One of South Africa’s biggest companies commercially insolvent

 ·10 Apr 2025

South African engineering company, Murray & Roberts says the business rescue plan of its main operating company will leave the company commercially insolvent, with the board looking to voluntarily wind up the business.

Murray & Roberts Holdings published its interim results for the six months ended 31 December 2024, showing a loss before interest and tax of R646 million, up significantly from the loss of just R2 million in the year ended June 2024.

This loss was attributed to guarantees from Murray & Roberts Ltd (MRL) projects being called by clients to fund project completion.

As the holding company provided surety to the guarantee providers, it reflected the associated loss in the current period.

The group’s results were presented with MRL’s finances listed as discontinued operations as it is in business rescue.

MRL saw Revenue of R4.6 billion and a loss before interest and tax of R960 million.

The group reported an attributable loss of R1.4 billion, with a basic loss per share of 167 cents for continuing operations, and a loss per share of 414 cents when including discontinued operations.

During the period, the group had reduced its debt with a consortium of banks from around R2 billion to R409 million, agreeing to pay off the amount by 31 January 2026.

The group said it would raise funds though refinancing, the sale of non-core assets and by raising R350 million through a working capital facility.

How business rescue will hit the parent

Murray & Roberts Ltd is the group’s primary operating company which entered into business rescue in November 2024 after what it called a “perfect storm” of setbacks.

The group comprises:

  • Murray & Roberts Holdings – the publicly listed parent company
  • Murray & Roberts Ltd (MRL), which has one operating division, OptiPower, and directly owns Cementation Company Africa and Murray & Roberts UK

Murray & Roberts experienced significant liquidity constraints, impacting operations, leading to substantial losses due to delays in equipment procurement and project progress.

A final blow came in November 2024 when De Beers resolved to review its operational plans at the Venetia Mine in South Africa, resulting in the ‘descoping’ of its contract with Murray & Roberts Cementation Pty Ltd.

“This contract represented more than 50% of Murray & Roberts Cementation’s revenue and this descoping exacerbated the liquidity squeeze across the group’s South African operations,” it said.

This ultimately led to the business being put into business rescue proceedings on 22 November 2024, with the group losing control of the company and its subsidiaries.

Subsidiaries were deconsolidated from the interim results, with MRL being classified as discontinued operation.

In an update on the business rescue proceedings, the group said that the business rescue plan was approved by creditors on 8 April 2025.

The plan includes the sale of MRL’s main assets, being the Cementation Company and Murray & Roberts UK.
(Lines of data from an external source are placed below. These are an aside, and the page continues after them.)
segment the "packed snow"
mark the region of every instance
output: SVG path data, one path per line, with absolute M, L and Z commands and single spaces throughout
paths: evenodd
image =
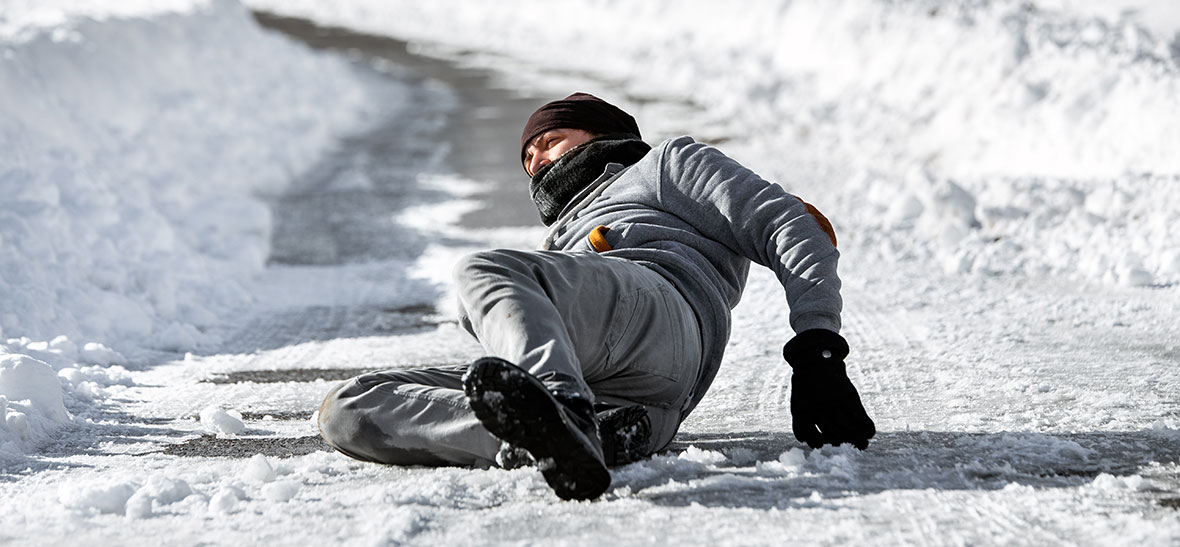
M 599 501 L 303 450 L 339 369 L 478 355 L 451 263 L 540 235 L 460 225 L 485 183 L 414 147 L 454 83 L 228 0 L 0 0 L 0 542 L 1180 541 L 1174 2 L 247 4 L 596 92 L 819 205 L 880 434 L 791 437 L 787 314 L 756 271 L 713 393 Z M 275 197 L 391 116 L 420 172 L 376 225 L 405 256 L 268 265 Z M 192 440 L 247 452 L 169 452 Z

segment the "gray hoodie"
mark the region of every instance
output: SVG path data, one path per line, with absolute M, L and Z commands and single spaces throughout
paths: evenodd
M 682 416 L 717 374 L 750 262 L 779 277 L 795 332 L 840 330 L 840 253 L 832 239 L 804 202 L 712 146 L 678 137 L 630 167 L 608 165 L 542 248 L 595 250 L 589 235 L 599 225 L 608 228 L 599 231 L 610 249 L 599 245 L 603 256 L 658 272 L 696 312 L 703 362 Z

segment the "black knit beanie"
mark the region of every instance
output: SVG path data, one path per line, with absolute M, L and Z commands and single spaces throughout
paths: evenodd
M 549 103 L 529 117 L 520 133 L 520 163 L 529 141 L 549 130 L 583 130 L 596 134 L 630 133 L 642 138 L 635 118 L 622 108 L 590 93 L 573 93 L 564 99 Z

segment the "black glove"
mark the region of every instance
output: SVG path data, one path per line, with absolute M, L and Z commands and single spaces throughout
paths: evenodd
M 812 448 L 851 443 L 864 450 L 877 427 L 848 380 L 848 343 L 826 329 L 812 329 L 782 347 L 791 363 L 791 415 L 795 439 Z

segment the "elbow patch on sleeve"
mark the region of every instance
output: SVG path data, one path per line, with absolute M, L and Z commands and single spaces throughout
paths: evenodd
M 611 250 L 610 243 L 607 243 L 607 232 L 610 231 L 609 228 L 598 225 L 594 230 L 590 230 L 590 235 L 586 236 L 590 239 L 590 246 L 594 248 L 595 252 L 607 252 Z
M 819 209 L 815 209 L 814 205 L 804 202 L 799 196 L 792 195 L 791 197 L 799 199 L 799 202 L 802 203 L 805 207 L 807 207 L 807 215 L 811 215 L 815 219 L 815 222 L 819 223 L 819 229 L 824 230 L 824 233 L 827 233 L 827 237 L 832 239 L 832 246 L 837 246 L 835 230 L 832 228 L 832 223 L 828 222 L 827 217 L 825 217 L 824 213 L 819 212 Z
In terms of the BRP, the assets will be sold to a consortium of investors led by Differential Capital.

The Differential investors have already invested in MRL through the provision of post commencement funding since the start of the Business Rescue Process of MRL in November 2024.

These investments provided the group with sufficient cashflow to continue its operations, allowing the Business Rescue Practitioners to find viable alternatives to the potential liquidation of MRL.

The group said that the proceeds of the sale should be sufficient to repay all secured creditors, but concurrent creditors will only be partially repaid.

Unsecured or concurrent creditors are estimated to receive between 5 and 10 cents in the rand.

The proceeds will also cover the payment of retrenchment packages for staff at the group’s head office, and at Optipower.

However, Murray & Roberts Holdings won’t get anything.

“As the sale of assets will not realise sufficient cash to settle all creditors, there would be no distribution to the shareholders of the (holding company) from the sale of MRL’s main assets,” it said.

The group said the implementation of the plan will result in the Murray & Roberts Holdings not having any operating companies and thus no prospect to generate cash through operations, or to recapitalise.

The liabilities of the company exceed its assets, resulting in the company being commercially insolvent.

“Consequently, following the approval of the business rescue plan, the holdings board resolved that it be recommended to shareholders that a creditors’ voluntary winding-up of the company be persued,” it said.